The European Structured Investment Products Association (EUSIPA) has issued its preliminary response to proposals published by the European Commission (EC) on 3 July for regulating packaged retail investment products (PRIPs).
EUSIPA said that, in general, it welcomes the general idea behind the proposals for standardised legal requirements for the distribution of financial products to retail customers. It added the following comments:
- EUSIPA believes that a framework for the proposed key information document (KID) deemed to summarise the features of a product, including its risk profile, benefits market transparency and helps to ensure comparability across different financial products.
- As many of its national member associations, notably Germany’s Deutsche Derivate Verband (DDV), have for several years been establishing key information material for retail investors, EUSIPA wants the relevant EU law-making institutions to take account of existing best-practice examples going forward.
- It is concerned that some requirements relating to the content of the KID risk making the document overly detailed, and run counter to the original intended purpose of the material. There is also the possibility of there not being a clear distinction between the KID and other product-related information material. EUSIPA is keen to stress the importance of harmonising the KID requirements with other disclosure documents already required under different national regimes for retail product distribution in the EU, such as Italy’s Scheda Prodotto.
- It isalso very concerned that the proposed reversion of the burden of proof, in relation to damage claims following the use of the KID document, could create a significant incentive for unwarranted litigation by investors while also putting an unfair burden on product manufacturers.

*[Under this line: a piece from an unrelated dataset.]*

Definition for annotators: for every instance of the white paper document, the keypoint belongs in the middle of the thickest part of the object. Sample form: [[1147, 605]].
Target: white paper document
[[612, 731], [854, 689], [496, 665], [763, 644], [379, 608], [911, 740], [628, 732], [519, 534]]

“As much as we support harmonising the distribution of financial retail products in the EU, we are concerned that the proposed regulation overshoots original intentions,” said EUSIPA’s secretary general, Thomas Wulf. “It runs the danger of amassing a large amount of information on what should be a short and clear document. Neither do we support the creation of a potential new market for litigation, which will benefit lawyers but will not benefit customers.”